Former Arizona Rep. Gabby Giffords will return to Capitol Hill this week to help Democrats, who now control the House, introduce a bill requiring background checks on private transactions related to gun sales.
Democrats will introduce the bill on Tuesday afternoon, the 8th anniversary of the shooting that nearly killed Giffords and left six others dead. She’ll join newly-elected House Speaker Nancy Pelosi and Rep. Mike Thompson, a California Democrat, to unveil the bill.
Democrats have long been signaling they would make legislation to address gun violence a top priority.

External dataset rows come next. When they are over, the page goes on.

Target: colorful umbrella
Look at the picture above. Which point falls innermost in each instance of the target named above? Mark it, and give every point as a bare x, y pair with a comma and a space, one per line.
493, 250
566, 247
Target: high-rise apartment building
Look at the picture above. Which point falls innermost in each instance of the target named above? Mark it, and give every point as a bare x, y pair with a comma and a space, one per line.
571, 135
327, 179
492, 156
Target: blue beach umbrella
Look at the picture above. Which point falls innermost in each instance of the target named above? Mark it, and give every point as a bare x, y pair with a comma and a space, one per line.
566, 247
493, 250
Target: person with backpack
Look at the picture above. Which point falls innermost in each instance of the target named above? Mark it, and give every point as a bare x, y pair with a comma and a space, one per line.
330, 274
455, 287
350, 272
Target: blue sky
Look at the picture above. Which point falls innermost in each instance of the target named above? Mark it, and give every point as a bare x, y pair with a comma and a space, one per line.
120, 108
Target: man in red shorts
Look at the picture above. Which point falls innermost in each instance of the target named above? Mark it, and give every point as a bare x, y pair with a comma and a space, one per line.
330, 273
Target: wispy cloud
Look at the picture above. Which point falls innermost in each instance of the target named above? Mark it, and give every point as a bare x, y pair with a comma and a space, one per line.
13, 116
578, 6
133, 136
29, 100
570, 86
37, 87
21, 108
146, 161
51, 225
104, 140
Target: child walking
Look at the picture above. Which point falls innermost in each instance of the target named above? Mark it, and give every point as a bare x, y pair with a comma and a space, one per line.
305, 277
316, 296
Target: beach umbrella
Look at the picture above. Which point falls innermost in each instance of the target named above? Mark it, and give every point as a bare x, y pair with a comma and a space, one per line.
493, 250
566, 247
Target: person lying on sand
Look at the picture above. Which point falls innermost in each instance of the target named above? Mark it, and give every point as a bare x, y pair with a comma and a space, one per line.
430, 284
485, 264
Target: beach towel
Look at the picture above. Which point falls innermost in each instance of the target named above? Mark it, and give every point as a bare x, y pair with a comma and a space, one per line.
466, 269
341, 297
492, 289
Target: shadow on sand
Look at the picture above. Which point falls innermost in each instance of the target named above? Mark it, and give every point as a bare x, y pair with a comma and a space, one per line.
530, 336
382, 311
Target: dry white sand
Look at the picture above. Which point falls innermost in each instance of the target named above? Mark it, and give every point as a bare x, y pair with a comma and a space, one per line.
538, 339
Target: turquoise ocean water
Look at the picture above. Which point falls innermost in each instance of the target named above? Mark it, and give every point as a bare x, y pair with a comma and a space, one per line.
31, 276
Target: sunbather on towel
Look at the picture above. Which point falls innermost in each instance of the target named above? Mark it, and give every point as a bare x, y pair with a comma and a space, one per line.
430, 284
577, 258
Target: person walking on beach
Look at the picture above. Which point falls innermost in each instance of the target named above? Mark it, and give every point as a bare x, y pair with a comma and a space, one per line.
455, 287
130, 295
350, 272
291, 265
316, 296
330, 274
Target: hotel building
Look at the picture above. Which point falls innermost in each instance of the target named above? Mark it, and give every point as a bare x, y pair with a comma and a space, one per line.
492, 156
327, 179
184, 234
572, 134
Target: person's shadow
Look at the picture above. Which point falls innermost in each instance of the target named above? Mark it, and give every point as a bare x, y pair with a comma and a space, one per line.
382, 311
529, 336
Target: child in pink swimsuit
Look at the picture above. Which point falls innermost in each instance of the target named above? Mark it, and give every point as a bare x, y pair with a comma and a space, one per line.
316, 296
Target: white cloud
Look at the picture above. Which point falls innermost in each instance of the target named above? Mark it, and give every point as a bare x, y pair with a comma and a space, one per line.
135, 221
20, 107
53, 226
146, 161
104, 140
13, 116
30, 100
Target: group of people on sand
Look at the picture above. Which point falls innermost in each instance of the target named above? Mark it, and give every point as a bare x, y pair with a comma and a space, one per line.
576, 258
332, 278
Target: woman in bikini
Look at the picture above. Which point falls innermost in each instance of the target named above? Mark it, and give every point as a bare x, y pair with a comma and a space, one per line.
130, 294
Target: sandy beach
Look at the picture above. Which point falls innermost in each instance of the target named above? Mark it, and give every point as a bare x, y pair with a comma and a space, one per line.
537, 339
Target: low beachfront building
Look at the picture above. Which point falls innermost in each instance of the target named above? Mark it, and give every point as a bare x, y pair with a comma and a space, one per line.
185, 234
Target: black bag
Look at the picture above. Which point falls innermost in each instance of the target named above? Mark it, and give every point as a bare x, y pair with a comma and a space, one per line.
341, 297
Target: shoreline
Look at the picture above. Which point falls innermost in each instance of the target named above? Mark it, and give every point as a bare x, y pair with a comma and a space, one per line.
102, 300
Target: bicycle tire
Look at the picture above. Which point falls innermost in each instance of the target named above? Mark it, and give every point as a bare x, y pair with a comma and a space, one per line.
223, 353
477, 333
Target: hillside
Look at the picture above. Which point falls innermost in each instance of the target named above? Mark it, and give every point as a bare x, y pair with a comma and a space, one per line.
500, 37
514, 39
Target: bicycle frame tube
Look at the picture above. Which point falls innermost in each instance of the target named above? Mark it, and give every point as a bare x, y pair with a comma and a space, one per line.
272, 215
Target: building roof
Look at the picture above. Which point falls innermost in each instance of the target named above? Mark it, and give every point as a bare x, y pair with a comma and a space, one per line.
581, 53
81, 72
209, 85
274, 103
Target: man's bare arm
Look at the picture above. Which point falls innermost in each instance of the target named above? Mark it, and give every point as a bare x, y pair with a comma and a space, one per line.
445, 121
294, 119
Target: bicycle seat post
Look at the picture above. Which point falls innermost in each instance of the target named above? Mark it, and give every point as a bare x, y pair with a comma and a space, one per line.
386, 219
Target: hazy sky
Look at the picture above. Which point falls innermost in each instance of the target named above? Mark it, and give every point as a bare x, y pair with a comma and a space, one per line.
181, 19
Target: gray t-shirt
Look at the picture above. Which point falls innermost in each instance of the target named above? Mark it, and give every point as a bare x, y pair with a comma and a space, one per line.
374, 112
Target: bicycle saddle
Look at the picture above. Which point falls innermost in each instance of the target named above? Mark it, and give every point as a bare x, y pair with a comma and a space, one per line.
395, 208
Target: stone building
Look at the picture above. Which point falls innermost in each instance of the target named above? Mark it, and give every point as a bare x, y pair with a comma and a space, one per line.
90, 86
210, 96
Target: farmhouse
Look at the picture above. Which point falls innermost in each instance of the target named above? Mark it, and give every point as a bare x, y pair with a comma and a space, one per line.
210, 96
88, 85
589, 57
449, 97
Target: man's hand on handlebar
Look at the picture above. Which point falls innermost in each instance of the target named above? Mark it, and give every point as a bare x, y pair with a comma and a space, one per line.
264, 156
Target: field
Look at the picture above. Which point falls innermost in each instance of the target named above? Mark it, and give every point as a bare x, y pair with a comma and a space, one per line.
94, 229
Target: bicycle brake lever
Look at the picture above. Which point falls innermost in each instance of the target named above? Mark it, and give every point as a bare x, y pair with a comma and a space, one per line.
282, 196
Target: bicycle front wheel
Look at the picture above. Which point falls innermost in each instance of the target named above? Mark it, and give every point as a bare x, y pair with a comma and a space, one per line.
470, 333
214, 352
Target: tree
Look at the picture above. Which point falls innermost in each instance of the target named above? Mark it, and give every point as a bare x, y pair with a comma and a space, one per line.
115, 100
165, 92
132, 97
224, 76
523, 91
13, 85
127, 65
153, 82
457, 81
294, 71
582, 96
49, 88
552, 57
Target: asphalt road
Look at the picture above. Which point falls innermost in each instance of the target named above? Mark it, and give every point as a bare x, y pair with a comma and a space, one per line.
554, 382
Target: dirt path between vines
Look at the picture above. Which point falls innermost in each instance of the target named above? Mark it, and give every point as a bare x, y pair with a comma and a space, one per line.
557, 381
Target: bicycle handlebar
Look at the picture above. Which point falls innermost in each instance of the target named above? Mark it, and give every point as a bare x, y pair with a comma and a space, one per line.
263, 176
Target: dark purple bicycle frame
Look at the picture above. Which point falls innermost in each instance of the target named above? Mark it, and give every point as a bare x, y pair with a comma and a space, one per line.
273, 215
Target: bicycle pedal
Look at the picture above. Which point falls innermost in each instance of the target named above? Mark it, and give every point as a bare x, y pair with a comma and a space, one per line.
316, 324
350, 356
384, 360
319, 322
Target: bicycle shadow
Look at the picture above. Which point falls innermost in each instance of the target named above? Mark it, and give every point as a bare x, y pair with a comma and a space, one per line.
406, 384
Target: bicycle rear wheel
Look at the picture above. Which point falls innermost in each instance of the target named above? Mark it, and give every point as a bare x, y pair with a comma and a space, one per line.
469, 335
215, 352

“Thanks to the relentless efforts of advocates, courageous gun violence survivors, and the American voters who elected new leaders to Congress, I am thrilled that for the first time in decades, the United States House of Representatives will no longer sit silent as our nation reels from the growing gun violence epidemic,” Giffords said in a statement announcing the legislation from Pelosi’s office.
Democrats introduced a similar bill — with some Republican co-sponsors — in November, but it wasn’t brought to the floor while Democrats were in the minority.
Despite bipartisan support for some gun legislation proposals, the Democrats’ background check proposal appears unlikely to advance in the Republican-controlled Senate.
Giffords survived a deadly shooting outside a Tucson, Arizona supermarket and was among 13 people wounded in January 2011. Jared Lee Loughner pleaded guilty in 2012 and was sentenced to life in prison without the possibility of parole.